Because it's basically like you're integrating everything from all parts of science and all parts of the universe to come up with this universal theory of everything pretty much and we just supply it in the...

Don't ever give me that kind of credit. I'm an idiot like everyone else.

It applies to everything in the physical realm when we're talking about it. I'm just curious, how do you explain that to people for somebody who maybe you're like really skeptical about, you know, being like, well, why do you do that? That seems like stupid, you know?

So first of all, you need to know who you're talking to. The rule is you meet them at their story and ask them questions like, 'How do you think it happens?' Then you can find out more about how they're thinking.
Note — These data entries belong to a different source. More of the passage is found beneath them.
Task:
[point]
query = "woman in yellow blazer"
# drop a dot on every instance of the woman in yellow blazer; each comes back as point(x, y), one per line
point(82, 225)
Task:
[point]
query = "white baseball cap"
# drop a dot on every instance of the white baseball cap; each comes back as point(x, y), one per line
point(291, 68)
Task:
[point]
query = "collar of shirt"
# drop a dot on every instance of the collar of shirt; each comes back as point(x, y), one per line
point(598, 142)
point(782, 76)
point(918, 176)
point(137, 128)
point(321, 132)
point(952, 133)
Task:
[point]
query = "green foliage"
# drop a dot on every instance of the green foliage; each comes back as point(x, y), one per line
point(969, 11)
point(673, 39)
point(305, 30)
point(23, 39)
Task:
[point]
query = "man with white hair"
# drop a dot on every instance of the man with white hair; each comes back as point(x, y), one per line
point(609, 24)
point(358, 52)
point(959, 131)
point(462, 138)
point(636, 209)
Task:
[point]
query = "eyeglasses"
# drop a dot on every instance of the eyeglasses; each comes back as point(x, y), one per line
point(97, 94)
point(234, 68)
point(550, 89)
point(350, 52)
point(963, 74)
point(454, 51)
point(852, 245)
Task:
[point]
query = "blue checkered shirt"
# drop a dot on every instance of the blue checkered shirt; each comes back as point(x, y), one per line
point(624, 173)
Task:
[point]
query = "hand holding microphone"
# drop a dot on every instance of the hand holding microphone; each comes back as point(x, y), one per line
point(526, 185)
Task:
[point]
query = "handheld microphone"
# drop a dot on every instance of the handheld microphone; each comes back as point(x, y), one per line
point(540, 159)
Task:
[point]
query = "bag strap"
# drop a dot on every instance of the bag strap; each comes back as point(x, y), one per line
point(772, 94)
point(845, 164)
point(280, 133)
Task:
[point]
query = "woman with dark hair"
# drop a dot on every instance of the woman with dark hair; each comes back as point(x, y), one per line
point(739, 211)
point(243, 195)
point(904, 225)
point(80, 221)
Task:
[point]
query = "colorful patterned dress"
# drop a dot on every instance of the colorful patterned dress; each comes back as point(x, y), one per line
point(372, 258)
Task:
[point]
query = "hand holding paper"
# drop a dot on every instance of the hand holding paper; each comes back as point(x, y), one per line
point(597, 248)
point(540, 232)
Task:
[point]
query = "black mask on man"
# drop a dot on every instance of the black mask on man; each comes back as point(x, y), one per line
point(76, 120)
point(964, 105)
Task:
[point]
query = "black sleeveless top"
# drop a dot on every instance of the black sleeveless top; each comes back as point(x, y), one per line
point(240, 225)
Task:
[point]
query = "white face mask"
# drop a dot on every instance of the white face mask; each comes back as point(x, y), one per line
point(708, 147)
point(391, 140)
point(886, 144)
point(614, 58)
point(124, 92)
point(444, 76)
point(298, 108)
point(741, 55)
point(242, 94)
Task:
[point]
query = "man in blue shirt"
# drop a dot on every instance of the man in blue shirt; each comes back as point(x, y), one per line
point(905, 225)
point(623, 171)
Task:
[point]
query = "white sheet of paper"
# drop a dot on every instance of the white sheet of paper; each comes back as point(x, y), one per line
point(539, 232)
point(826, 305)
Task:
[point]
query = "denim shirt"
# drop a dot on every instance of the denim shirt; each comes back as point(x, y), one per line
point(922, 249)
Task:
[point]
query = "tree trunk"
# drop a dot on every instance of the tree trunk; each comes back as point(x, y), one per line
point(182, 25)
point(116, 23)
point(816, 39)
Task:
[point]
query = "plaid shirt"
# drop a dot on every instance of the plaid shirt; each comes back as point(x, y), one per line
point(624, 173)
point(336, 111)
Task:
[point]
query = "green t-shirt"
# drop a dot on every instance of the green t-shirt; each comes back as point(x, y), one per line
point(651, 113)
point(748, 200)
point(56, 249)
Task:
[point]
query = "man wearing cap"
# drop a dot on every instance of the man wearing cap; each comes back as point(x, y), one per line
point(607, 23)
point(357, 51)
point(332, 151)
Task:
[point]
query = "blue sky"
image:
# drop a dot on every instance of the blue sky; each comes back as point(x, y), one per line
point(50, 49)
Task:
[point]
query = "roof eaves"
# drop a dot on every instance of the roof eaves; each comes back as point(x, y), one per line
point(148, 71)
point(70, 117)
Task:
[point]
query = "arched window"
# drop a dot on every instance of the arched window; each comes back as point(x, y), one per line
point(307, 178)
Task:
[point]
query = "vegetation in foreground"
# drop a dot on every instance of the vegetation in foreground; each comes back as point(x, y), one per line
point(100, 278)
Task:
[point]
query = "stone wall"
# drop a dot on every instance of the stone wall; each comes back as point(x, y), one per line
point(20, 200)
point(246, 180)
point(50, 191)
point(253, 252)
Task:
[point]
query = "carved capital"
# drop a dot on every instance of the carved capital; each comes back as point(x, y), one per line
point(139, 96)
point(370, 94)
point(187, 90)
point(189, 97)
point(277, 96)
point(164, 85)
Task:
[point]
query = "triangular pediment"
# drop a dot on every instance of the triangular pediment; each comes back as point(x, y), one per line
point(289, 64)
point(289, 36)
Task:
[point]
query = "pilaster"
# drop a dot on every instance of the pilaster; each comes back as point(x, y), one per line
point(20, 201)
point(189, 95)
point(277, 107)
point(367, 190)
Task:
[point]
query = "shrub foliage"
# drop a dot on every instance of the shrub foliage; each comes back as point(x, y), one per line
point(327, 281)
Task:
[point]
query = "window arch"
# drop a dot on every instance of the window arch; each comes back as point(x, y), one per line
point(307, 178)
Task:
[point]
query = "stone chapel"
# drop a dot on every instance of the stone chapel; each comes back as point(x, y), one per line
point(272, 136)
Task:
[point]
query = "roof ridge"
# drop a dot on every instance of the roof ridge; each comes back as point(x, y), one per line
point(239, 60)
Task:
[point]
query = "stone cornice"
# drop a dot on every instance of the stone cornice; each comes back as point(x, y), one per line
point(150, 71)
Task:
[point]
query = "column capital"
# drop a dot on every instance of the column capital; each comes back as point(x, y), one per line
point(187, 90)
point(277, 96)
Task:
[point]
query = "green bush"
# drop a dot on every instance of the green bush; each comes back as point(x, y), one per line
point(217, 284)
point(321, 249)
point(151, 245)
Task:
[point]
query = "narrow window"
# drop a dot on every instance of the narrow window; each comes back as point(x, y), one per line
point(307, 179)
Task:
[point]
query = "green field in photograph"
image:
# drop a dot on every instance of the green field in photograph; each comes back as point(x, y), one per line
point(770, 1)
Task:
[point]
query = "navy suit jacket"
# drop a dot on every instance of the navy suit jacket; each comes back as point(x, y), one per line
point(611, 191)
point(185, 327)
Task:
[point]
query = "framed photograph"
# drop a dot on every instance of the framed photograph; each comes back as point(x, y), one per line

I understand the whole lever-and-pulley thing because it looks that way. But then you encounter problems when you recognize that if we're levers and pulleys, there must be fulcrums. But there are no fulcrums—joints don't actually touch; there's fluid between them. If joints don't touch, there can't be a fulcrum. If there are no fulcrums, there are no levers. If there are no levers, how do you move? That leads to the conversation. Again, it's not about being insulting or saying I'm smarter; it's just a matter of saying, 'I understand that perspective, but I don't agree with it for this reason.' You just have to provide reasoning. I'm all for being skeptical; I try to be as skeptical as I can. My greatest battle is fighting my own biases. I'm aware they exist, but I'm human, so it's difficult to overcome them. You have those conversations with yourself too, though it's easier in your own head than with someone else. You have to meet them wherever they are, and the easiest thing is to ask questions with great kindness. There's nothing wrong with offering your perspective: 'My perspective is this because...' You also don't have to pretend certainty. It's fine to say, 'I'm not really sure how to answer that, but...' followed by your reasoning. I have no qualms about being wrong—I'm sure some of what I express is wrong, but right now it makes sense to me and is useful in my decision making. When bumping into someone skeptical, applaud them. Being skeptical is part of being a critical thinker; that's what I'm doing when I talk. I'm not taking anything at face value. You tell me something happens, and I think, 'Okay, but I have reasons to believe otherwise.' It's about gathering more information and integrating it into one large model. It doesn't matter where you start—there's no right or wrong.

It's like, you tell me that this happens, but I have reasons to believe otherwise. Right. And again, it's just getting more and more information and then trying to, as you said, integrate all of this into one large model. So it doesn't matter. And, you know, there's nothing wrong with starting wherever you start. There's no right. There's no wrong.